Being human, we allow words to stick to our hearts and accumulate in the mind. How best to care for ourselves and others? In a world where words hurt, shame, bully and condemn, how can we learn to value our mutual humanity first and the ego second? Can we remove the layers of wounds, illusions and emotions that intertwine us, and are most likely to undermine difficult conversations? Is it possible to stop disguising what we genuinely feel while at the same time share fully and freely? Can our unvarnished truth be told unabashedly without trampling on others, while still being true to ourselves?

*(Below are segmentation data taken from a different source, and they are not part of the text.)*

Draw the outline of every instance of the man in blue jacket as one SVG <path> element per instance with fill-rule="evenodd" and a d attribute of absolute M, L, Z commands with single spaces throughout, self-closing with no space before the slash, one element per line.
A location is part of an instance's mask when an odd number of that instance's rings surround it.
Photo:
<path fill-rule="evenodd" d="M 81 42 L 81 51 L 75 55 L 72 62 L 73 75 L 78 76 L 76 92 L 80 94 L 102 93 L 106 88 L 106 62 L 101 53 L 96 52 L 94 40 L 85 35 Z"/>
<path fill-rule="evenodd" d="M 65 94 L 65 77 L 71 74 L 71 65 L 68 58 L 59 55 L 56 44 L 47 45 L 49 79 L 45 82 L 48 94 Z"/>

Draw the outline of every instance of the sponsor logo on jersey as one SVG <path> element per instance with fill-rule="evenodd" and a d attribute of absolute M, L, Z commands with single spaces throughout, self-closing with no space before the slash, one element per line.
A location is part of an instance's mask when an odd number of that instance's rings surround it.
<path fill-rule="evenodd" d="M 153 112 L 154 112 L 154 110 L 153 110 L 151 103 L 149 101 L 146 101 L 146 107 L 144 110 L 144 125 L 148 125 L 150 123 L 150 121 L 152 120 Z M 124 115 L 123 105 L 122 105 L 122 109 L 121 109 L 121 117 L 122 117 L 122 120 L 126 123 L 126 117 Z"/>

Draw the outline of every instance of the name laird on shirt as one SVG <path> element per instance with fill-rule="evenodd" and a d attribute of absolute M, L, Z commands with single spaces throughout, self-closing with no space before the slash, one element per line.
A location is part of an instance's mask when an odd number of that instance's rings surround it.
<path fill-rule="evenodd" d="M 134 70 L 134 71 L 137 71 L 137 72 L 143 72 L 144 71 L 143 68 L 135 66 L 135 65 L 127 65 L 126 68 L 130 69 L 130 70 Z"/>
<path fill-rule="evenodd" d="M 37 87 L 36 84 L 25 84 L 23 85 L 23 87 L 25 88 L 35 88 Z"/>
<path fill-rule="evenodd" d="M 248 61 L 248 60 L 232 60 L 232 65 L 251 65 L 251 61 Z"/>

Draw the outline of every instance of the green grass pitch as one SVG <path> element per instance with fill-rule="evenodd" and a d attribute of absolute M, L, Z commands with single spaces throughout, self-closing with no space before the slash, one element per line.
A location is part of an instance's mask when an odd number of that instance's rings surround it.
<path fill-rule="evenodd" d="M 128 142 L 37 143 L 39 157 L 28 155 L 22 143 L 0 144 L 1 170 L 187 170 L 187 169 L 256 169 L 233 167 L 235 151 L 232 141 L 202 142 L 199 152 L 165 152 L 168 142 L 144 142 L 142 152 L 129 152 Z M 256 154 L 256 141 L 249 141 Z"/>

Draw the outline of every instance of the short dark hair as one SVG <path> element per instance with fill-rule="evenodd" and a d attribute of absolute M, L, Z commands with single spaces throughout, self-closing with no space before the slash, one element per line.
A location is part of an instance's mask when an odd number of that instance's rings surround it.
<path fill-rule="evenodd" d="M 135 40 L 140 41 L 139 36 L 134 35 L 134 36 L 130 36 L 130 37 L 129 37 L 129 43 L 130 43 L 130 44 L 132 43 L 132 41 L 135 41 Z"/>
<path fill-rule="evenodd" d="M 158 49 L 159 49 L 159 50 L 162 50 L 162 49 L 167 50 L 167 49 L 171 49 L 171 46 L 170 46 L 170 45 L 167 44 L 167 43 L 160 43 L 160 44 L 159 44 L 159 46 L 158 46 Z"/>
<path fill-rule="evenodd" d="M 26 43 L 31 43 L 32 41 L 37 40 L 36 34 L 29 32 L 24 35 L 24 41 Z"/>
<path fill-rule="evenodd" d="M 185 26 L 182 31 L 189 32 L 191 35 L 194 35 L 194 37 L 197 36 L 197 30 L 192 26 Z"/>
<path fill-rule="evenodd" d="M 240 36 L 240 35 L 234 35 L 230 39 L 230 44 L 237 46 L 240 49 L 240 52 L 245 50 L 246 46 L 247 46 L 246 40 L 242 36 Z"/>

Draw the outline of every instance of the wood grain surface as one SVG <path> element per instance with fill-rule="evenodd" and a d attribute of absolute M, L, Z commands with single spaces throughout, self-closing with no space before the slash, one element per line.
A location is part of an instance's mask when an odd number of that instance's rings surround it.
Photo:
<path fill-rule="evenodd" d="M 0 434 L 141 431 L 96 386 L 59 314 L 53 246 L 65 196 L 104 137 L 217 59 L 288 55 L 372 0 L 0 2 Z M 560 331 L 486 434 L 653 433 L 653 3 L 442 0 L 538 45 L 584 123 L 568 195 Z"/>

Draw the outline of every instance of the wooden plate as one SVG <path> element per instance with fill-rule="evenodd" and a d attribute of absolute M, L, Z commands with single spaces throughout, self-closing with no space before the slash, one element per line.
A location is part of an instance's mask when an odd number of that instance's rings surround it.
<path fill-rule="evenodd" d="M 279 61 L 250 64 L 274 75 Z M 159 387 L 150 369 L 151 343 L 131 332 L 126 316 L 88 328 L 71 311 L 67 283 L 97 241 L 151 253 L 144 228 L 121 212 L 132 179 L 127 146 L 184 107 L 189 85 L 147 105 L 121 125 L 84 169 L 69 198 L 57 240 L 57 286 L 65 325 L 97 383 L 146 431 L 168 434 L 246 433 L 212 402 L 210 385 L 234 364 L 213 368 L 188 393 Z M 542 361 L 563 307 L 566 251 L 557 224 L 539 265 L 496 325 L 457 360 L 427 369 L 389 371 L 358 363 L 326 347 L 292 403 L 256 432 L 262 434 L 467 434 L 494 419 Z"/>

Conversations can be confusing and self-justifying because we permit ego to filter our thoughts, comments and actions. When we listen, we also combine these ego tactics with our senses to see what pops up on our internal radar and to gauge our response. Let’s stop to ask ourselves if these approaches are working. Can we improve communication to make ourselves and others feel more heard and less attacked?
Modern Day Conversations
Communication these days includes texting, emoticons and posting on social media. Although we spread more messages to more people in mere nano-seconds, we stumble nonetheless because we have not changed our understanding about how to share what is at the heart of the matter. We even stumble to quickly spit out our thoughts because of added pressure to win the race to deliver in ever smaller sound bites.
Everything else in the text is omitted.